Wednesday, June 26, 2013

Sharing inspiration

I'll like to share the following post from Yvonne Foong which she has posted it in her facebook post.

The best and most beautiful things in the world cannot be seen or even touched - they must be felt with the heart." - Helen Keller.

I read these words of Helen Keller several years ago, but it never sounded as profound as when I read them again today. Finally, I can fully relate with Helen Keller, by my own real life experiences, and not just by the fact that I am deaf and half blind myself.

W...hen I became completely deaf eight years ago in 2005, I was set for a major test to see if my heart could grow further or otherwise. I had to accept my sudden deafness, make peace with my condition, adapt to a life of silence, develop new self-esteem in being a hearing impaired individual, stop dwelling on what-it-could-have-been and focus on what I can become, forgive and empathize with those who do not understand my physical condition, have patience to educate people, learn to perceive situations, people, movies, songs and the environemt using my other senses, continue to cultivate a heart of loving kindness despite my difficulties, and maintain an open heart no matter what oppositions I face.

I am happy to say that I have passed the test. Today, my heart is perceptive. I can pick up information without first hearing or reading them. People can feel my heart’s essence – which is also reflected in my aura - just by reading my words, hearing my speeches or being in my presence. I can be of comfort to others simply by being present. Deafness also helped me in cultivating a heart of stillness. By cultivating a still and open heart, I touch the hearts of people by our first meeting even if they do not know anything about me. They can sense that I am different.

Would I trade this heart cultivation for the ability to physically hear again?

Likely not.

Challenges and crisis such as a sudden permanent disability are your opportunities for growth. You can either rise or descend. It’s your choice.

Tuesday, June 11, 2013

Healing the inner child - it is more than just nurturing

In fact Inner Child therapy, encompasses more than that. There is not a lot of organizations in-country that child abuse victims can reach out to. When I do a search, in US, Penny Parks offer resolution through inner child therapy http://www.ppfoundation.org/.
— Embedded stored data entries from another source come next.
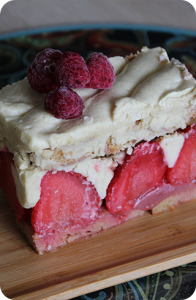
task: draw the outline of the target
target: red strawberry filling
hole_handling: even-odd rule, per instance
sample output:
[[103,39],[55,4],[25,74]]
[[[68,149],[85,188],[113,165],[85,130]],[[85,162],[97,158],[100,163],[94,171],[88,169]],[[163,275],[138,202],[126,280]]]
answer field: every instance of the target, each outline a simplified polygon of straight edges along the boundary
[[196,179],[196,125],[184,131],[185,141],[178,160],[167,170],[167,180],[171,184],[192,182]]
[[170,196],[189,191],[193,185],[195,185],[194,182],[180,185],[171,185],[167,182],[163,182],[157,188],[141,195],[135,201],[134,209],[150,210]]
[[181,134],[185,142],[173,168],[167,167],[157,142],[140,144],[127,155],[108,187],[106,205],[111,213],[152,209],[196,184],[196,125]]
[[108,187],[106,205],[111,213],[133,209],[136,200],[146,192],[160,186],[167,165],[159,143],[138,145],[118,166]]
[[41,197],[31,210],[31,224],[38,233],[51,228],[92,223],[98,216],[100,197],[80,174],[48,172],[41,182]]
[[[88,228],[104,211],[119,217],[134,210],[149,210],[165,198],[188,191],[196,180],[196,125],[181,134],[184,145],[173,168],[168,168],[157,141],[144,142],[126,155],[114,172],[107,189],[106,210],[87,179],[74,172],[48,172],[41,182],[41,196],[32,209],[23,208],[16,195],[12,176],[13,155],[0,152],[0,186],[6,193],[18,222],[30,213],[31,224],[38,234],[61,232],[65,228]],[[107,215],[106,214],[106,215]],[[107,215],[107,219],[109,218]],[[120,217],[121,218],[121,217]],[[67,230],[67,229],[66,229]]]

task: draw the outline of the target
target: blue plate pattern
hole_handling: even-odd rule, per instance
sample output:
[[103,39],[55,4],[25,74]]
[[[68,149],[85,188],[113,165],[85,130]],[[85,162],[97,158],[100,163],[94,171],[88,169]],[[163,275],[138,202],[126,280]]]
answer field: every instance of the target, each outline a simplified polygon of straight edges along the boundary
[[[116,26],[117,27],[117,26]],[[27,74],[27,68],[35,55],[45,48],[79,52],[85,59],[92,52],[107,56],[136,53],[143,46],[161,46],[169,57],[183,62],[196,77],[196,33],[179,30],[125,28],[100,29],[43,29],[0,36],[0,88],[18,81]]]

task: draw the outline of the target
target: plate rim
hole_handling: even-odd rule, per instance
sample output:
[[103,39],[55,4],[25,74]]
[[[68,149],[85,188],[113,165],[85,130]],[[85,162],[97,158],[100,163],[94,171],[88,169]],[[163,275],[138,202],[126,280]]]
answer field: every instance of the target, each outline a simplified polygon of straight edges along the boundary
[[8,38],[16,38],[20,35],[33,35],[47,32],[57,31],[73,31],[73,30],[85,30],[85,29],[121,29],[121,30],[146,30],[156,31],[163,33],[173,33],[177,35],[188,35],[190,37],[196,36],[196,31],[191,29],[183,29],[177,27],[157,26],[149,24],[133,24],[133,23],[86,23],[86,24],[67,24],[67,25],[55,25],[55,26],[39,26],[28,29],[19,29],[17,31],[11,31],[0,34],[0,41]]

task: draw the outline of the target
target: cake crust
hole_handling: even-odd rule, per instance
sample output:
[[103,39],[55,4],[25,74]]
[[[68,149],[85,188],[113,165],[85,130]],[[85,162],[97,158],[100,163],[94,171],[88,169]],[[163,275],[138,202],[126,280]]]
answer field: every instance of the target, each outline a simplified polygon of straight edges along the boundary
[[174,210],[175,207],[194,200],[196,200],[196,185],[190,187],[188,191],[182,191],[176,195],[166,198],[157,206],[155,206],[151,212],[153,215],[158,215]]
[[65,228],[39,235],[33,231],[29,220],[18,223],[18,227],[36,252],[44,254],[45,252],[56,251],[59,247],[64,247],[69,243],[92,237],[124,222],[141,217],[143,214],[144,211],[133,210],[126,214],[113,216],[105,207],[102,207],[96,221],[83,228]]

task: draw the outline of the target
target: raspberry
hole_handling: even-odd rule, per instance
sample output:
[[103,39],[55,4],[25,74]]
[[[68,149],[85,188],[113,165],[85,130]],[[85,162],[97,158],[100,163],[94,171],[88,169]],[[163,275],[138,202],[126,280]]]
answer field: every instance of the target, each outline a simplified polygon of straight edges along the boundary
[[71,89],[61,86],[51,91],[45,99],[45,109],[57,119],[74,119],[82,115],[82,98]]
[[59,83],[69,88],[82,88],[90,80],[85,60],[75,52],[63,53],[55,73]]
[[109,89],[112,87],[116,76],[107,56],[95,52],[89,57],[86,64],[91,75],[91,80],[86,84],[86,88]]
[[55,77],[55,66],[63,53],[51,48],[39,52],[28,68],[27,79],[31,87],[39,93],[49,93],[59,87]]

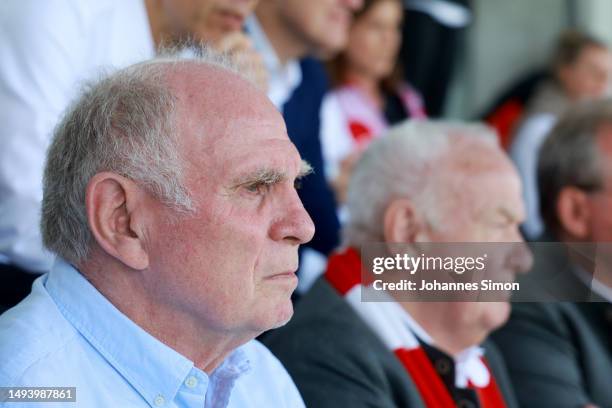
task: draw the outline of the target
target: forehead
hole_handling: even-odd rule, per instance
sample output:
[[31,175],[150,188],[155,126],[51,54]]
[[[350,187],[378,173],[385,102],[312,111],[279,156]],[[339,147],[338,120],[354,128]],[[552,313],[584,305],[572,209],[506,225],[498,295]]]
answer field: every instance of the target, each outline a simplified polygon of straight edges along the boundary
[[219,69],[173,81],[181,150],[192,166],[236,166],[295,153],[280,112],[248,81]]
[[476,218],[508,216],[520,221],[525,216],[521,181],[514,169],[489,169],[471,183],[472,209]]
[[607,48],[599,46],[586,47],[578,56],[578,61],[582,63],[595,63],[601,65],[609,65],[612,59],[612,54]]
[[471,152],[453,152],[459,158],[451,159],[448,189],[458,190],[463,205],[474,211],[504,208],[522,214],[521,181],[510,159],[501,150],[488,146],[472,146]]

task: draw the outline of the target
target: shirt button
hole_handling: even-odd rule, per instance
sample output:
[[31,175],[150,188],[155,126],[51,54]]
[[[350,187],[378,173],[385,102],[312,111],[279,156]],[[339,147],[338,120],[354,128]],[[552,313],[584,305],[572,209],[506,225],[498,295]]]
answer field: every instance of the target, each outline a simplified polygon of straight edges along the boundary
[[476,404],[470,400],[460,400],[457,406],[459,408],[476,408]]
[[606,320],[608,321],[608,323],[612,323],[612,307],[606,310],[605,316],[606,316]]
[[186,385],[188,388],[195,388],[195,387],[196,387],[196,385],[198,385],[198,379],[197,379],[197,378],[195,378],[194,376],[188,377],[188,378],[185,380],[185,385]]
[[166,399],[162,397],[161,395],[158,395],[157,397],[155,397],[153,402],[155,403],[156,406],[161,407],[162,405],[166,403]]
[[450,373],[451,366],[450,363],[445,359],[440,359],[435,363],[436,370],[440,375],[447,375]]

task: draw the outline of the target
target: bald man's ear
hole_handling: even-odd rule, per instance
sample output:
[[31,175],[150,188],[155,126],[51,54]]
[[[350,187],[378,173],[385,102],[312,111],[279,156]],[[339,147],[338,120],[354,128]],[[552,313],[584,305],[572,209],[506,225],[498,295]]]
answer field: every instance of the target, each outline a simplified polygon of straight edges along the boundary
[[87,221],[98,245],[128,267],[149,266],[145,249],[145,193],[132,180],[111,172],[96,174],[87,185]]
[[401,198],[387,206],[383,228],[385,242],[410,243],[417,241],[423,232],[423,223],[412,202]]
[[577,239],[590,234],[590,211],[587,193],[576,187],[565,187],[557,198],[557,219],[561,228]]

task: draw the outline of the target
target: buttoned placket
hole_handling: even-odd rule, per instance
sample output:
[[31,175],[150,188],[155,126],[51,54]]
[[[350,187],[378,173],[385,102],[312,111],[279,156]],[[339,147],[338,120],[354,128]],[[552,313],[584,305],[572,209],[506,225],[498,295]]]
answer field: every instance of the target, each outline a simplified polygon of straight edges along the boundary
[[206,394],[210,390],[210,378],[202,370],[194,367],[187,374],[175,397],[177,407],[202,408]]

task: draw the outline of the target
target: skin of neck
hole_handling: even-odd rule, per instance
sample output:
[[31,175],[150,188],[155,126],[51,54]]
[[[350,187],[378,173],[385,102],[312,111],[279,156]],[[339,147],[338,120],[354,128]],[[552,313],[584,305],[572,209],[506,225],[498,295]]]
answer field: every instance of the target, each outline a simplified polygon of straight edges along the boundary
[[274,2],[260,2],[255,15],[281,64],[308,55],[308,41],[285,21]]
[[92,256],[79,270],[121,313],[209,375],[237,347],[261,334],[203,327],[201,318],[175,307],[172,299],[155,298],[159,282],[148,284],[150,271],[126,270],[114,258],[103,258]]
[[400,305],[433,339],[436,348],[452,357],[484,340],[484,336],[475,336],[469,328],[450,327],[443,319],[435,318],[448,310],[443,302],[400,302]]

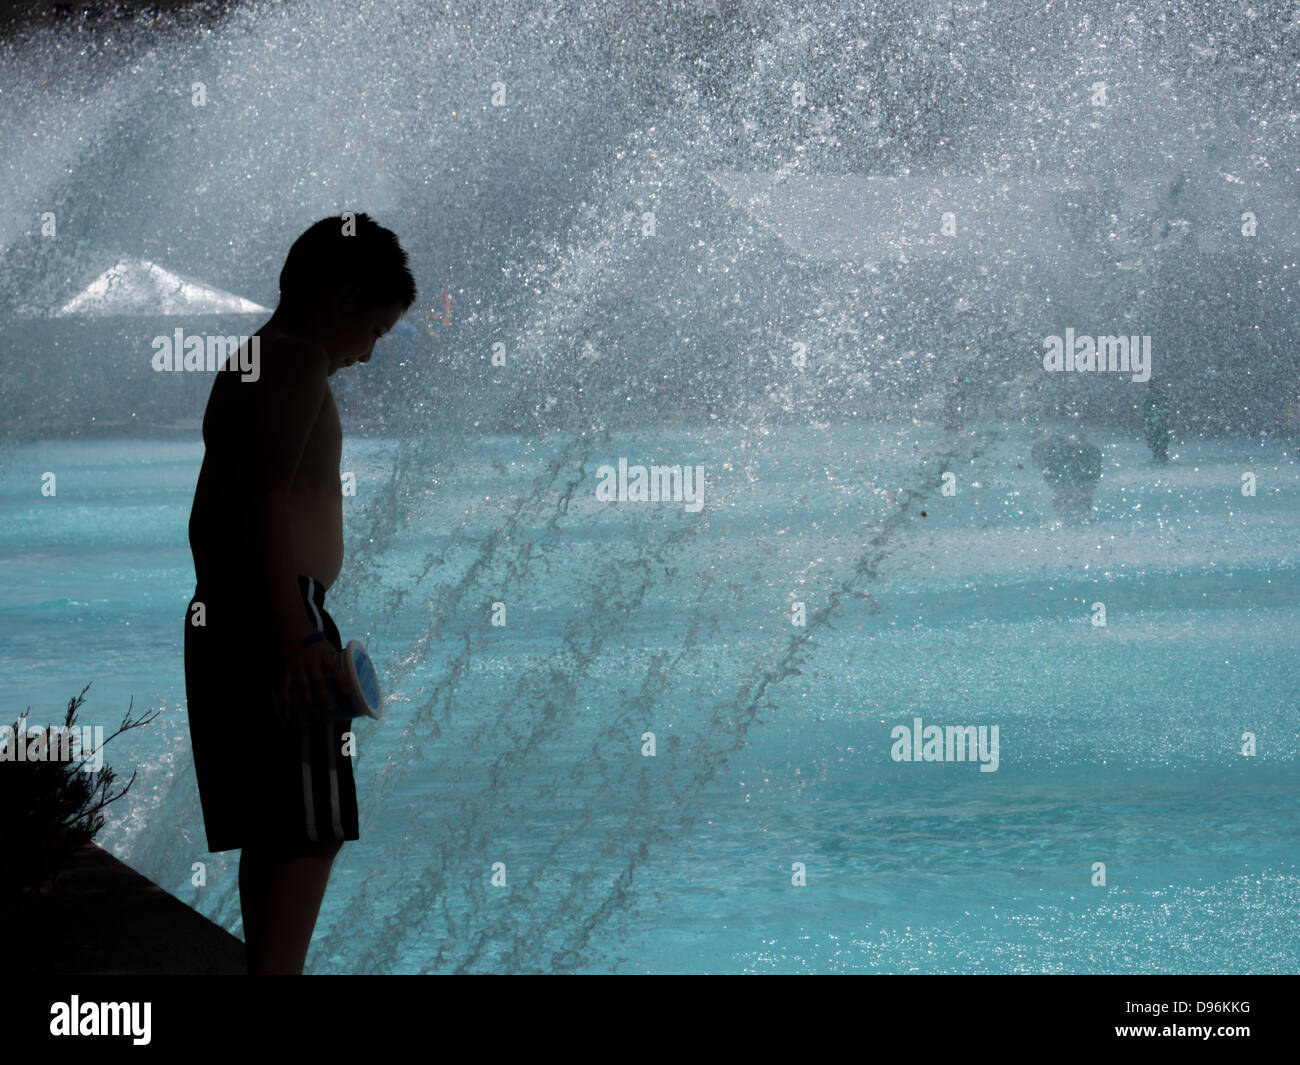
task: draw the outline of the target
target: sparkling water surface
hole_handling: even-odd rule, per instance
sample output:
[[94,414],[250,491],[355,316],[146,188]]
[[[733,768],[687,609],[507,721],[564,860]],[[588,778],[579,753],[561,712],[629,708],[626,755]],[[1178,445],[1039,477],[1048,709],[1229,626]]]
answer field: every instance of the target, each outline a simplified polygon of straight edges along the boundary
[[[427,516],[378,558],[350,554],[327,597],[387,704],[358,728],[362,839],[336,865],[313,967],[1294,969],[1291,457],[1225,441],[1157,468],[1110,440],[1094,516],[1075,524],[1011,463],[936,492],[869,596],[810,624],[796,670],[788,604],[812,615],[870,553],[918,439],[801,427],[748,469],[717,461],[737,447],[726,430],[593,441],[591,463],[689,455],[716,481],[690,514],[597,503],[589,479],[558,521],[528,510],[544,447],[449,447]],[[845,456],[836,477],[810,476],[819,449]],[[350,441],[343,466],[376,472],[397,450]],[[200,460],[139,440],[7,450],[3,668],[33,722],[91,680],[85,723],[111,726],[132,699],[161,708],[106,751],[139,775],[101,841],[238,933],[234,855],[205,853],[183,711]],[[59,494],[39,498],[49,466]],[[1254,498],[1243,469],[1268,470]],[[837,480],[879,505],[840,505]],[[349,544],[365,542],[367,495],[345,500]],[[484,550],[511,521],[527,561]],[[671,547],[647,561],[643,540]],[[890,730],[916,716],[998,725],[997,770],[893,761]],[[256,728],[231,708],[232,749]]]

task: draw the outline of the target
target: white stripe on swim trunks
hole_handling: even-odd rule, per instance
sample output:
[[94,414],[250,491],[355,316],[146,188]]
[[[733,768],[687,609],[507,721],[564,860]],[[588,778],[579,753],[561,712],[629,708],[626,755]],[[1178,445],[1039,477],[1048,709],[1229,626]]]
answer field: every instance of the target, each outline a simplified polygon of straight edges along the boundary
[[302,804],[307,814],[307,838],[317,843],[320,833],[316,831],[316,805],[311,797],[311,752],[307,749],[307,730],[303,729],[299,735],[302,736]]
[[[311,604],[311,612],[316,618],[316,631],[325,631],[325,622],[320,616],[320,611],[316,609],[316,582],[307,578],[307,602]],[[328,740],[326,746],[330,752],[330,824],[334,828],[334,838],[343,838],[343,814],[339,809],[339,773],[338,763],[334,759],[334,726],[330,725],[326,729]],[[310,780],[310,776],[308,777]],[[314,825],[313,825],[314,830]],[[313,836],[313,839],[316,837]]]
[[[316,610],[316,582],[310,577],[307,578],[307,603],[311,607],[311,612],[316,616],[316,631],[324,632],[325,625],[321,621],[320,613]],[[312,798],[311,787],[311,751],[307,745],[308,730],[302,730],[302,803],[303,809],[307,814],[307,838],[313,843],[320,840],[320,833],[316,831],[316,801]]]
[[326,730],[330,749],[330,816],[334,823],[334,838],[343,838],[343,816],[339,811],[339,774],[334,761],[334,725]]
[[325,631],[325,622],[321,621],[320,611],[316,609],[316,582],[307,578],[307,605],[311,607],[312,617],[316,619],[316,631]]

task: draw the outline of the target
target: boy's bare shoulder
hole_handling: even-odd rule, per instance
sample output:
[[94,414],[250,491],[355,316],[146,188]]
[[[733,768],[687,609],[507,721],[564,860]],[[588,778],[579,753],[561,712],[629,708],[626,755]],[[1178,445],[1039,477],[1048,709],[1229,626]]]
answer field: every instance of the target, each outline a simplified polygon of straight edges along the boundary
[[267,369],[275,371],[273,377],[276,379],[300,378],[304,373],[317,370],[322,379],[329,376],[329,354],[306,337],[289,333],[259,333],[258,345],[262,355],[274,356]]
[[305,404],[314,416],[324,403],[329,388],[324,348],[288,333],[257,333],[255,339],[257,377],[249,383],[232,374],[217,376],[203,415],[205,441],[223,432],[243,433],[250,410],[261,412],[255,417],[279,418],[290,408],[301,415]]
This includes whole lot of practitioners approach to help the victims walked through the suppressed emotions and pain and hurt of the wounded inner child and getting through healing process. Alot of people usually advise to forgive and forget and even in christianity, to use the scripture as to not dwell on the past.Which is on the contrary not helpful to the victims. Therapy include walking through and reliving painful memories and facing it and letting the hidden emotions that has been hidden unconsciously to emerge. And often require a practitioner or therapist to work with the victim if the victim is unable or not mentally able to do so. Shame and toxic guilt , feeling of engulfment and low grade depression, extreme to nothing at all thoughts and feeling being overwhelmed, losing her true identity are part of the symptons affecting the victim in adult years. Neglect from parents to help the children. etc. even when children ask for help. The victims grow up to be an adult child.

This is an interesting finding and not a lot of books are dedicated to addressing this subject of inner child therapy and I hope to shade some light on the process.

We also need to allow the victim the channel to express the anguish, and hurt and know that the blame should be on  the aggressor , and not the victim herself. Often than not, the victim carried a sense of toxic shame and guilt in his/life that he/she is the person who allow the situation to happen which in actual fact, the child is defenceless, vulnerable and helpless.

This is a good extract from a website:

Inner Child Healing = a path to freedom, serenity, and empowerment - an index of web pages


"It is through healing our inner child, our inner children, by grieving the wounds that we suffered, that we can change our behavior patterns and clear our emotional process. We can release the grief with its pent-up rage, shame, terror, and pain from those feeling places which exist within us."

"Because of our broken hearts, our emotional wounds, and our scrambled minds, our subconscious programming, what the disease of Codependence causes us to do is abandon ourselves. It causes the abandonment of self, the abandonment of our own inner child - and that inner child is the gateway to our channel to the Higher Self.

"We need to rescue and nurture and Love our inner children
"It is necessary to own and honor the child who we were in order to Love the person we are. And the only way to do that is to own that child's experiences, honor that child's feelings, and release the emotional grief energy that we are still carrying around."